I understand this is a somewhat general question but it bothers me recently. My use case is concerned about the variance of the posterior estimates, represented as the width of 90% credible interval. The expectation is with more data (increase the number of samples), the posterior variance should get smaller. I am wondering what factors contribute to how fast/slow the posterior variance decreases over increased sample size, especially in complex hierarchical models where analytical solution is not possible (that’s why we use Stan). Initially I thought I can make the posterior variance decreases faster with improvements on priors. For example, a more informative prior so the posterior estimates is constrained by it, or on the other hand, a weak or non-informative prior so it can be easily overcome by the likelihood. But the changes I tried on my model only impacts when the sample size is extremely small, then the decrease speed of the posterior variance does not respond to the prior changes.

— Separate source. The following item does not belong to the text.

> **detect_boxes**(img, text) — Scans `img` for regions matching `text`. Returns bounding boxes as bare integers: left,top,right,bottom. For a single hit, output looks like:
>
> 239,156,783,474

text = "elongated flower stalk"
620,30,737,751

I am wondering if someone experienced a similar issue that they need to achieve a smaller posterior variance with a small sample size. Is there anyway to establish an expected speed or fastest speed that the posterior variance will decrease with sample size? I think this will also help the sample size estimation problem for Bayesian data analysis.
You could try running more warm up iterations, or just more iterations generally speaking. I’d guess that would lead to more posterior samples closer to convergence.

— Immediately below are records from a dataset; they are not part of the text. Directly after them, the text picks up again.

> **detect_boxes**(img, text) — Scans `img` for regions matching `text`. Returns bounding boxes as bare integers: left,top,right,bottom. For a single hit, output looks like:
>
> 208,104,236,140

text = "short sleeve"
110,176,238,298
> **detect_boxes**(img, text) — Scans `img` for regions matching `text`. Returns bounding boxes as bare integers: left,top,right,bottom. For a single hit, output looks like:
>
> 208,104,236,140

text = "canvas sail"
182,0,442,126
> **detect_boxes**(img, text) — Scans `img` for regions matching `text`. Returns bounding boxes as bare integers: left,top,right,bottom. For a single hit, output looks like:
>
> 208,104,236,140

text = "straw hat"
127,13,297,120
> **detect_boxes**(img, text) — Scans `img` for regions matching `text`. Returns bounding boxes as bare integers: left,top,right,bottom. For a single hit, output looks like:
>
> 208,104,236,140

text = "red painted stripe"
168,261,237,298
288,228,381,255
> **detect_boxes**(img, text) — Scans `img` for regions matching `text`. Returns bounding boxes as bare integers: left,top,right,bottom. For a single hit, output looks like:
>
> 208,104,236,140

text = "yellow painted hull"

Thank you. This does not work in my case as the MCMC chains are converged. What I am trying to achieve is to reduce the variance of posterior estimates given a fixed sample size. I assume it is going to involve some change on the model itself, but am looking for some guidance on that.
Can you share your model and/or some data? It’s tricky to think about what might reduce the variance in a model agnostic way.
To clarify, chains can take a while to converge; if you’re collecting posterior samples on the way to convergence then your posterior variance could be larger than it needs to be. So if you do more warm-up iterations, it’s more likely that you’ll be sampling at convergence rather than on the way to it, if that makes sense? I guess this will more likely be the case for weird or complicated models.
Can I ask you what do you assume to happen for your posterior variance when your sample size is 100, 1000, 10000, 1000000, …?
Also, are you talking about posterior variance or se (mcse) for specific estimate (e.g. for posterior mean)
edit. What I’m trying ask here, if your system has some specified noise level, how mcmc could get better than this (for posterior predictive values). Hard to say without the model what are you trying make smaller.
I believe you are trying to figure out how to get more precise estimates (narrower credible intervals) of unknown quantities without having more data to estimate from?
There is no general way to do this - there is only so much information contained in any dataset. In most cases there is no magic to extract more information.
If you have very good theory to inform your modelling, using it could sometimes help. For example, if there is a very good predictor left out, adding it to the model should narrow your credible intervals. Similarly, any additional structure of the actual problem could (and could not) narrow posterior credible intervals when incorporated into the model (e. g. if there is spatial structure or you know that the relationship is quadratic in some predictors, etc.).
This is unsurprising to me - as you have more data, the prior influences the posterior less and less - in the limit of infinite data, the prior is completely irrelevant to posterior (there are some caveats to this, but let’s ignore them for now). I would expect the prior to still matter even with large data if you make it very narrow, but this is also likely to make sampling difficult for Stan.